Conforme o procurador jurídico da Câmara, João dos Santos Gomes Filho, a medida será necessária devido a dúvida gerada pelos dois despachos concedidos pelo presidente do TA, Josué Duarte Medeiros.
Em um dos despachos colocados a disposição na página eletrônica do TA, datado do dia 27 de novembro, o desembargador concede a liminar requerida pela Câmara, suspendendo a redução do número de vereadores. ''A imediata redução do número de vereadores do município, antes do pronunciamento final na ação civil pública, pode gerar desestabilização da ordem política municipal. Deve-se recordar que, caso a decisão final conclua pela improcedência da ação civil pública, poderá se mostrar impossível o retorno ao 'status quo ante', pois, conforme ressaltado pelo próprio magistrado singular, a fixação do número de cargos eletivos reflete-se, entre outros pontos, na fixação do número de candidatos a serem lançados pelos partidos e coligações'', justificou Medeiros.

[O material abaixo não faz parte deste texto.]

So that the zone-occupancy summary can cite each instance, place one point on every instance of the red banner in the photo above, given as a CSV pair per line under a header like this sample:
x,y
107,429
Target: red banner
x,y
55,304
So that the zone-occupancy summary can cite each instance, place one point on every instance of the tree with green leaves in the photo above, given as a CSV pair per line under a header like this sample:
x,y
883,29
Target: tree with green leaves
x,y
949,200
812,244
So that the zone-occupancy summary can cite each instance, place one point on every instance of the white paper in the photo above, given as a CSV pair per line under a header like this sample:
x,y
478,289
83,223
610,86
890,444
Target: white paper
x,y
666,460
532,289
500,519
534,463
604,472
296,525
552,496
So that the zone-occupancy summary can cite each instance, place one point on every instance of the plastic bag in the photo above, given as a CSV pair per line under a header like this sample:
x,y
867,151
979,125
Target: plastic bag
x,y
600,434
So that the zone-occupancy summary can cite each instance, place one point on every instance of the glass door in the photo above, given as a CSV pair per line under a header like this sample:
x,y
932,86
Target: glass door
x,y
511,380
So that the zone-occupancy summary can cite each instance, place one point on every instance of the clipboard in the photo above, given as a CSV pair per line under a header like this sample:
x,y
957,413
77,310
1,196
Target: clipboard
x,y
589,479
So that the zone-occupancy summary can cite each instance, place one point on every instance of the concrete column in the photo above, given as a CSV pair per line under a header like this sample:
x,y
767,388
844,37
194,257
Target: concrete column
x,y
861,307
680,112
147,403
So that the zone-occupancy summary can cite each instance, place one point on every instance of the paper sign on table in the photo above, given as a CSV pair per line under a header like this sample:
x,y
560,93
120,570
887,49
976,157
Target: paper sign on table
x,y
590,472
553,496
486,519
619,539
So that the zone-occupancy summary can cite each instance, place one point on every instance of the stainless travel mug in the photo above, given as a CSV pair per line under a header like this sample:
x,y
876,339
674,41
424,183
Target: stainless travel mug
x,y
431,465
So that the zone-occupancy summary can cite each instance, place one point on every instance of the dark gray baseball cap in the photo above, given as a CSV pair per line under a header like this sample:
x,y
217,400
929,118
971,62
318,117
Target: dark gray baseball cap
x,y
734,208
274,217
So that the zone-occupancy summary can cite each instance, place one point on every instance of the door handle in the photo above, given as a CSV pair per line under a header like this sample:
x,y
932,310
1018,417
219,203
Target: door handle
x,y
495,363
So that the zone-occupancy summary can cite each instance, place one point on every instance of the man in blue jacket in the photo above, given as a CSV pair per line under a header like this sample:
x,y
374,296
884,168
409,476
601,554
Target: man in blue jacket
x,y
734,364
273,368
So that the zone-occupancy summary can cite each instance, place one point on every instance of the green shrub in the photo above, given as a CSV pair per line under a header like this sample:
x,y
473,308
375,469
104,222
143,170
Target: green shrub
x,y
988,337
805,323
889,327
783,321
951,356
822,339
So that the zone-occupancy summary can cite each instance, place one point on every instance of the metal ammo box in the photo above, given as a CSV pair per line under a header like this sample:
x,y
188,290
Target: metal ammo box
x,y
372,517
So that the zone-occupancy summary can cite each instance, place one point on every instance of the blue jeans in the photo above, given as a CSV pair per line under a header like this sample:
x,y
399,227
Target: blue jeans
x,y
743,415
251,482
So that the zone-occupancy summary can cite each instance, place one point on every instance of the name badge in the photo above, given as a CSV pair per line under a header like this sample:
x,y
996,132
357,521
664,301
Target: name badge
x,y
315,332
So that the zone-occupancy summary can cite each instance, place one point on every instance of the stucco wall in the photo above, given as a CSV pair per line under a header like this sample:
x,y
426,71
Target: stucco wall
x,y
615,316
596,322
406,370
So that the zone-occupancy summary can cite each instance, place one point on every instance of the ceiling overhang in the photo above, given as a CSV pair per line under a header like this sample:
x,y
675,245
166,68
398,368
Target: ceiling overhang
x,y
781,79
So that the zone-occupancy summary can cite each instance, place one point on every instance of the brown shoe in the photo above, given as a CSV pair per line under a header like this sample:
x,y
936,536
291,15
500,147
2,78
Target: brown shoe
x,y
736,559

No entanto, na mesma página da Internet, consta outro despacho, do dia 2 de dezembro, que nega a liminar, mantendo a decisão do juiz de Londrina. ''Verifico que o requerente (Câmara) não logrou comprovar a propalada lesão aos bens protegidos, porquanto referida decisão (liminar), em princípio, nada poderá alterar ao menos por enquanto o quadro político do município, pelo simples fato de que somente produzirá efeitos em época futura, inclusive porque o calendário eleitoral, na parte em que tal decisório possa ter reflexos (convenção para a escolha de candidatos, etc.), nem chegou ainda à fase de realização para os partidos a ele agregados. Inexistindo, assim, relevante fundamentação que revele a possibilidade de lesão grave e de difícil reparação, não se mostra possível atender ao pleito do requerente, eis que os requisitos autorizadores da suspensão da liminar não se encontram presentes'', afirmou.
''A Câmara vai embargar. A meu juízo está deferida a liminar. Mas, se no mesmo despacho ele desconcedeu, existe uma confusão, coisa que acontece no direito'', disse Gomes Filho, que estava ontem em Curitiba e foi informado das duas decisões pela assessoria jurídica da Casa. O promotor Paulo Tavares, autor da ação, não quis se manifestar.